El isleño se había levantado bruscamente y sus ojos se fijaban en los flancos de una cercana montaña, bastante más alta que el volcán y que parecía prolongarse en dirección a la costa. Subió a una roca, manteniéndose oculto tras las ramas de un niaulis, y poniéndose las manos en los ojos, a manera de pantalla, para defenderse de los rayos del sol, siguió mirando.
—He oído tronchar algunas ramas —dijo a poco—, y allá veo moverse el césped.
—¿Se mueve todavía?
—Sí… ¡Allí están!
Collin, el capitán y los marineros miraron al sitio indicado y vieron aparecer a unos seiscientos o setecientos metros de la vertiente de la montaña una cabeza, precisamente en el punto que estaba frente a ellos.
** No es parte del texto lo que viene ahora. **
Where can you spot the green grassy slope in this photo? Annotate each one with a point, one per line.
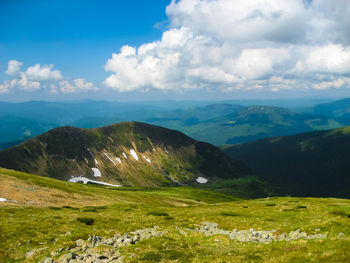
(43, 227)
(164, 157)
(309, 164)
Desapareció en seguida, pero bastó aquel momento para que le reconocieran.
—¡MacBjorn! —exclamaron todos.
Asthor y Fulton se apresuraron a apuntar con sus carabinas y dispararon.
Se vio el césped agitarse con violencia; después, nada.
¿Habían hecho las balas blanco o los dos forzados seguían corriendo ocultos por la hierba?
—¡Corramos! —dijo el capitán—. ¡Es preciso que no se nos escapen!